By the way, I counted all the children
by sex in the two or three hours I was in the garden. Small sample,
no proof obviously, but if this was representative there's no
sex-selection for males going on. I counted 20 boys and 23 girls.
At the garden I thought of Bach's
B-minor Mass, my favorite piece of music. I've always thought that
if I listened to it every day for the rest of my life, on the last
day I would still hear something new in its complex beauty that I
hadn't noticed before. A Chinese garden is like this but even more
so. I could sit in the smallest garden for hours a day and I am sure
that every day I could find something I hadn't noticed before. In
this sense, a Chinese garden is superior to the B-minor Mass: I
could sit and stare and notice and observe for as long as I wanted
and the garden does not change, or at least not quickly, but I can't
extend a measure of music in the Mass so that I can notice more about
it. The music moves on inexorably; the garden waits for you.

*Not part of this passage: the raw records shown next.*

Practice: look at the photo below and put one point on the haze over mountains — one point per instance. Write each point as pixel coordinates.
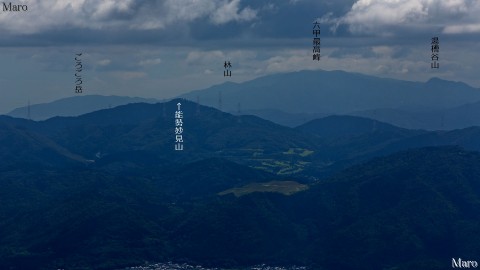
(292, 99)
(109, 191)
(74, 106)
(335, 92)
(106, 190)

Leaving the garden the alley is lined
with – how else? – many shops. Out at the street I was besieged
with people offering to drive me where I needed to go. Because I had
taken a taxi there, I knew what a reasonable fare was: 20 yuan,
about $3.50. These folks said 50 yuan! I laughed. Then a young man
pointed to his scooter. I told (showed) him that I would pay 20 and
no more: a deal! It was a glorious ride! Naturally someone who
hustles tourists wouldn't drive quite as slowly as others I've seen
and in fact this guy tried to pass everyone and generally did. I was
thrilled that it was a good distance, from the northeast corner of
square-shaped downtown Suzhou to the southwest corner. I loved it.

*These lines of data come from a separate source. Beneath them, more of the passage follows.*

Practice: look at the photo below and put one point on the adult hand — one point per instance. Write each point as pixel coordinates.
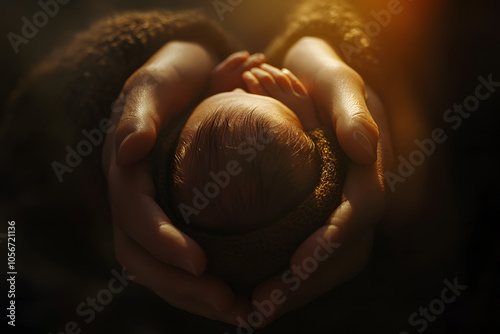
(339, 250)
(147, 244)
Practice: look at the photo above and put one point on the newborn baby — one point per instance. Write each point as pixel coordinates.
(245, 160)
(250, 175)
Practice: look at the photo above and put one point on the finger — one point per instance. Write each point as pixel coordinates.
(297, 86)
(206, 295)
(131, 195)
(280, 78)
(253, 84)
(379, 114)
(267, 81)
(137, 129)
(233, 61)
(346, 109)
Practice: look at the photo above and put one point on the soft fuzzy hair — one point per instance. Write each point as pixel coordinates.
(272, 157)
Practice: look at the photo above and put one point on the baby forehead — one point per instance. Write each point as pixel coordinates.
(242, 106)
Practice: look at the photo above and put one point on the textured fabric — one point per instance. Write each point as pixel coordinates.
(74, 87)
(244, 260)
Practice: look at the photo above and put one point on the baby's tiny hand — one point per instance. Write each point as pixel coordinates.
(285, 87)
(227, 76)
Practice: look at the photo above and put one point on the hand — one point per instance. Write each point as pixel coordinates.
(147, 244)
(285, 87)
(339, 94)
(227, 76)
(339, 250)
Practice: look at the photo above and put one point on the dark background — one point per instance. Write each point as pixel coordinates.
(64, 243)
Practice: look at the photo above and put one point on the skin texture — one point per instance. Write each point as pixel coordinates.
(173, 265)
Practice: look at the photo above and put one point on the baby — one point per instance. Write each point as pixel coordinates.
(250, 176)
(245, 160)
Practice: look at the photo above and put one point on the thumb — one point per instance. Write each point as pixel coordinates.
(138, 127)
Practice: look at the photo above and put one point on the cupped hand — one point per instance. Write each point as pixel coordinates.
(147, 244)
(338, 250)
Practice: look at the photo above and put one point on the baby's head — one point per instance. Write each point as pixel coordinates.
(242, 161)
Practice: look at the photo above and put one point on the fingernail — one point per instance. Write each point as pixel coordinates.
(366, 144)
(120, 144)
(256, 71)
(186, 265)
(260, 56)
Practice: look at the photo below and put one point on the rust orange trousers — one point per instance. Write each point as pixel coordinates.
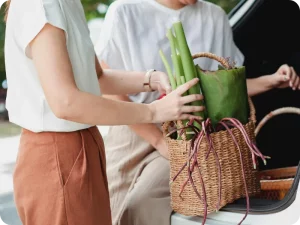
(60, 179)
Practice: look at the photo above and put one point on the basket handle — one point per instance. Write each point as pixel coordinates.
(209, 55)
(284, 110)
(166, 125)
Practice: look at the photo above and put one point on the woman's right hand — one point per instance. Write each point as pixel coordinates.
(174, 105)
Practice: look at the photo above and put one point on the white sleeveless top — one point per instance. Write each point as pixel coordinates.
(26, 102)
(135, 30)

I am writing this on the train from
Suzhou to Hangzhou, which has an area called West Lake that is
supposed to be very beautiful. Although I'll just have tomorrow
morning and afternoon there before I return to Shanghai, I am eager
to see it. I have been befriended by a very young woman with nearly
no English. She has taken me under her wing because she is taking the
same train. Going down the four flights of stairs to the train
platform she treated me like an honored elder, carrying one of my
bags and gently holding my elbow. I felt like a treasure. Then
getting off the train I met another young woman, Shell, an art
student in Hangzhou. We fell into conversation and she invited me to
spend the day with her tomorrow. You bet!